Critics of health insurance companies argue that companies sometimes drop customers after they become very sick. We’ll see in a post next week (from the inside of the insurance industry) how true that is. Let’s think about this for a minute. It is a “problem” when a company drops a customer that wishes to patronize it. I understand that if a customer purchased a policy under the expectation that they could not be dropped for certain reasons, and then if they were dropped for these very reasons – that constitutes fraud and is punishable in a court of law. Without going too much into the details there, I’d only like you to consider another type of recidivism.

This is recidivism that I WANT to have happen but a “company” is not permitting to have happen. Imagine if you did not wish to purchase Italian Bread from Wegmans, but were forced by gunpoint to do it, week after week after week. They would not be permitted to drop you, even if they poisoned your food, raised the price, insulted you while you were in the checkout line, and caused your car to get smashed up in the parking lot. Each week you still need to get that bread. Would any of us like this sort of a thing? To ask the question is to answer it.

The statists among might argue consistently that in the health care example they are against recidivism, and in the bread case, they are also against me dropping Wegmans as my supplier of bread. But that would be wrong.  In one case they would be saying that suppliers could not refuse customers (broadly speaking) but in the other they would be arguing that customers could not refuse to patronize suppliers. Even if you can justify the case in the former, it does not follow that the second is necessary.

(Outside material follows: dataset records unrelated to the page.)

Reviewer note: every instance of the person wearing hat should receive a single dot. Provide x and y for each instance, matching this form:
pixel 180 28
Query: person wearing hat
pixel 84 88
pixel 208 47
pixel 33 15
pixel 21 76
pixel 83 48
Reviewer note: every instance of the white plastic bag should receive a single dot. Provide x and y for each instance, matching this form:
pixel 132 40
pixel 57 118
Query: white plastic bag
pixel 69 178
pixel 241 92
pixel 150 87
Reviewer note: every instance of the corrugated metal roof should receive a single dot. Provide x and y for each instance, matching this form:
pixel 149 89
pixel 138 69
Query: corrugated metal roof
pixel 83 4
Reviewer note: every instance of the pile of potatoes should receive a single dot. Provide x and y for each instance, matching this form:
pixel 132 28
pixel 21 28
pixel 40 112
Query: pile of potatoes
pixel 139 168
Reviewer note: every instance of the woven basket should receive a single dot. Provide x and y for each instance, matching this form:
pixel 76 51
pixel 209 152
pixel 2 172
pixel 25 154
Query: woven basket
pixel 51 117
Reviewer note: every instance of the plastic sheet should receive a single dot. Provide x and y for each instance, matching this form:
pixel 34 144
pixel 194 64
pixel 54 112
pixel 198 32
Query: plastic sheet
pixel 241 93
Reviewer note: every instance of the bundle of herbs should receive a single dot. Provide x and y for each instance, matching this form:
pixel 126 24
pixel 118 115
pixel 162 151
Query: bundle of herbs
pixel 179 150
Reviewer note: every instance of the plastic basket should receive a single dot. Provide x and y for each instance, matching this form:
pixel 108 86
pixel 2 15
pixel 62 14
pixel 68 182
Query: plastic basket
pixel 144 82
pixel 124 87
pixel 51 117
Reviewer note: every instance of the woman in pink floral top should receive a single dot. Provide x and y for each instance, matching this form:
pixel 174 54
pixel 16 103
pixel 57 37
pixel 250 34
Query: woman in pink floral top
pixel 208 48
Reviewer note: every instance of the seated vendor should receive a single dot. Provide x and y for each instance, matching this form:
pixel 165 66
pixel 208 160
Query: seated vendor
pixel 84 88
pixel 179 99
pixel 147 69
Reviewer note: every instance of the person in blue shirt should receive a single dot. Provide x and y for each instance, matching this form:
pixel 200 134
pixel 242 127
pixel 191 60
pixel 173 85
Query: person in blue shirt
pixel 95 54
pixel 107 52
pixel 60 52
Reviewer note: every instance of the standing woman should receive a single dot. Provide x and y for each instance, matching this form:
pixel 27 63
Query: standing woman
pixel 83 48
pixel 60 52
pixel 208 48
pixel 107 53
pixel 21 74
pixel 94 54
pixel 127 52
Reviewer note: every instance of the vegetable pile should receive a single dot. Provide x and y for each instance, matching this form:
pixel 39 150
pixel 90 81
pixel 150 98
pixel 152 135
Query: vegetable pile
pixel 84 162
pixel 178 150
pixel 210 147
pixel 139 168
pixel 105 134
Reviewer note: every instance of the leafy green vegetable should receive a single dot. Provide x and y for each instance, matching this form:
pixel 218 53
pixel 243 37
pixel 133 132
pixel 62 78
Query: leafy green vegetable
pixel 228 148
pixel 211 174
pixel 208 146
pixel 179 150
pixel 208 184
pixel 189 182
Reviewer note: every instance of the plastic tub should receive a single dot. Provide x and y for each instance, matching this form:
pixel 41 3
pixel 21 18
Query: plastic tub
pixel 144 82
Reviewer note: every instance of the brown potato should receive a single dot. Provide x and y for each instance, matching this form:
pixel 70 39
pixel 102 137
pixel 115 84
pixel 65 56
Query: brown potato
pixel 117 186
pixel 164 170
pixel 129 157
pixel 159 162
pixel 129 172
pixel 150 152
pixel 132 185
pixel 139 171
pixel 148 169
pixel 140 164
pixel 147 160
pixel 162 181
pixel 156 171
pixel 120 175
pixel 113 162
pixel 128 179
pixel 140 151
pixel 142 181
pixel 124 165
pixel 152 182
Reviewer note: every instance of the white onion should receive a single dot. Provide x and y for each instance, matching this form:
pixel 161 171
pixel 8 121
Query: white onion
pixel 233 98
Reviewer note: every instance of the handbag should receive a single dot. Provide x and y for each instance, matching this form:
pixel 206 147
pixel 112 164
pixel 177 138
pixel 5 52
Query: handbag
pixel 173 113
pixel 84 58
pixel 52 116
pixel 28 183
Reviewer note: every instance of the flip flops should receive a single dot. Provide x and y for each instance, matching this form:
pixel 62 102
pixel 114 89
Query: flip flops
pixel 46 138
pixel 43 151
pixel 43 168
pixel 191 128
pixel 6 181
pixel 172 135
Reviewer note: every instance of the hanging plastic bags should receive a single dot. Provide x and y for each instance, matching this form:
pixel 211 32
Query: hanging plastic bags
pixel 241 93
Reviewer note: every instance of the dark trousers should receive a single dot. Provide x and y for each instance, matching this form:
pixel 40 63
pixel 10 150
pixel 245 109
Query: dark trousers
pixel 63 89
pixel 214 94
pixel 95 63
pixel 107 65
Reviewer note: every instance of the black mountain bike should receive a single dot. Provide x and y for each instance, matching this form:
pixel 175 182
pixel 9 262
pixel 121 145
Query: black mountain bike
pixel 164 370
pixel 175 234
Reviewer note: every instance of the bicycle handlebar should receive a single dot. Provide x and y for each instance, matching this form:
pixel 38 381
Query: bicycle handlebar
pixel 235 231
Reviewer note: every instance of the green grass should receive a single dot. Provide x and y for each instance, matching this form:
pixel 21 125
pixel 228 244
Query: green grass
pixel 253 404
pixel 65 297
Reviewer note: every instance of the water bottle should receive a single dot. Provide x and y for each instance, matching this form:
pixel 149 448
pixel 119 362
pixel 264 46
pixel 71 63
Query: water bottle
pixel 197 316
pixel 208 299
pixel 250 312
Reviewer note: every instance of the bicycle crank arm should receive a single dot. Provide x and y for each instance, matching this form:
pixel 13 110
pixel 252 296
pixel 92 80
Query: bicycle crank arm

At least when insurance companies drop patients (if they do it) they don’t continue charging them premiums after the coverage is cancelled. The same cannot be said for the guys with the guns. Even if they refuse to provide me bread, or even if I refuse to accept the bread, they still make me pay month after month after month. Who is the real criminal?

One Response to “Recidivism”

  1. Harry says:

    Mike. this is a myth. I’ve never heard of any instance where someone has ever been denied anything. Anything beyond the contract, that is –but few pay for the contract in the first place, unless they happen to be among those who write the check.

    The other evening Dennis Kucinich advanced this argument, that insurance companies are in the business of denying benefits. That is nonsense. I have yet to know anyone who has been denied, including me.

    I’m not saying you are making Dennis’s argument, by the way.

    The real criminal is the guy or girl who robs you and then pays your bills, and then expects you to employ them as your protector.